Likewise, there are modules for many other applications that complement the Python programming language and its functionality. The modules TensorFlow or Scikit-Learn, for example, are used for the creation of Machine Learning models.

What are the components of a Pandas Series?

The Pandas Series is one of the most basic data structures used in Pandas. It is a one-dimensional, ordered data structure that can be used, for example, to store the information in a table column or the numbers in a vector.

It offers the possibility to use a labeled index. However, if this is not explicitly specified, a numerical index starting with zero is automatically set. Thus it becomes also clear that the order of the elements in the Pandas Series plays an important role. The Series is said to be an ordered data structure. This means that two Pandas Series with the same elements in a different order are not the same object.

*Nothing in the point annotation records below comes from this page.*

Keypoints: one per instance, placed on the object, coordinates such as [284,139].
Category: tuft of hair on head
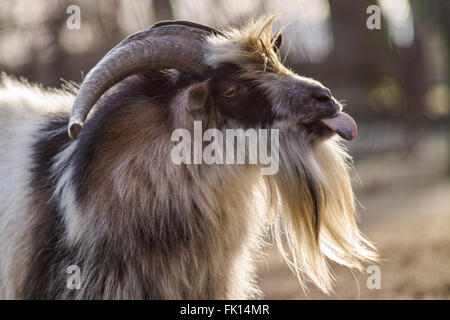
[251,47]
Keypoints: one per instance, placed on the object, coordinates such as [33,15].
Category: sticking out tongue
[342,124]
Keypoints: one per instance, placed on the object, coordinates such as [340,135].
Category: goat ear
[197,96]
[277,42]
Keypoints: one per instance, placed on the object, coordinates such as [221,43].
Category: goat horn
[166,45]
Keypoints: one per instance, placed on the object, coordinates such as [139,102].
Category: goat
[102,193]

The simplest Pandas Series of all is the empty Series, which can be defined as follows:

import pandas as pd

series_1 = pd.Series()
print(series_1)

Out:
Series([], dtype: float64)

There are some parameters that can be specified within the Pandas Series function that change the properties of the object. If these are not explicitly specified, they will either be set automatically or the default value will be used. The following parameters can, but do not have to be set:

  • data: This parameter defines the data to be stored in the series. Different data structures can be used, such as a list, a dictionary, or even a single value.
  • index: With the help of the index, a labeled index for the elements in the series can be defined. If the parameter is not set, the elements will be numbered automatically, starting at zero.
  • dtype: The optional parameter dtype sets the data types of the series. This is especially useful if all data in the series are of the same data type. For example, you can then define whether numbers are to be stored as integers or decimals.
  • name: With this parameter, the series can be named. This is especially useful if the Series is to be part of a DataFrame. Then the name is the corresponding column name in the DataFrame.
  • copy: This parameter can only take the values True or False and is therefore a Boolean value. It specifies whether the passed data should be saved as a copy or not. In most cases, however, it is not of great importance.

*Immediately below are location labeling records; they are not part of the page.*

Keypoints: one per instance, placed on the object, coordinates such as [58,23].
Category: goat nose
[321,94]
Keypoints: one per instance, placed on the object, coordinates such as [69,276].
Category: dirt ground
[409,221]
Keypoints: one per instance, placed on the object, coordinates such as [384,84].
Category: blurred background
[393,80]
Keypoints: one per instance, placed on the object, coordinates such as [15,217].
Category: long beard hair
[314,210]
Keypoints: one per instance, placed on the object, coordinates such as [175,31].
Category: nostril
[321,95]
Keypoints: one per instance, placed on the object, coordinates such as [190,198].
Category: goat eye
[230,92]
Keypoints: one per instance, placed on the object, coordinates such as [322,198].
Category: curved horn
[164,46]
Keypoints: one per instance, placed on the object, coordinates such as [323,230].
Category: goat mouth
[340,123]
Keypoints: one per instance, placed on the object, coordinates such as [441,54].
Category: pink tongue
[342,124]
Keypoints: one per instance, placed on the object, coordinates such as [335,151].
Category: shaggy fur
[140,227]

When all these parameters are used, a completely defined Series looks like this:

series_1 = pd.Series([1, 2, 3], index = ["A", "B", "C"], dtype = "int64", name = "Series of Integers", copy = False)
print(series_1)

Out:
A    1
B    2
C    3
Name: Series of Integers, dtype: int64

How can data be retrieved from a Series?

When querying data from a Pandas Series, we use the index in square brackets, as we already know from the Python list. If a textual index is available we use it, otherwise, the numeric index can be used:

series_1 = pd.Series(["first element", 2, "third element"])
print(series_1[0])

series_1 = pd.Series(["first element", 2, "third element"], index = ["A", "B", "C"])
print(series_1["A"])

Out:
first element
first element

It can happen that we only know the element we want to query from the Series, but not the corresponding index. However, in the Pandas Series, it is not as easy to find out the associated index as it is, for example, with the list. One way to do this is to convert the Series to a list and then use the “.index” function to find out the corresponding index:

series_1 = pd.Series(["first element", 2, "third element"], index = ["A", "B", "C"])
list(series_1).index(2)

Out:
1

How can values in a series be overwritten or added?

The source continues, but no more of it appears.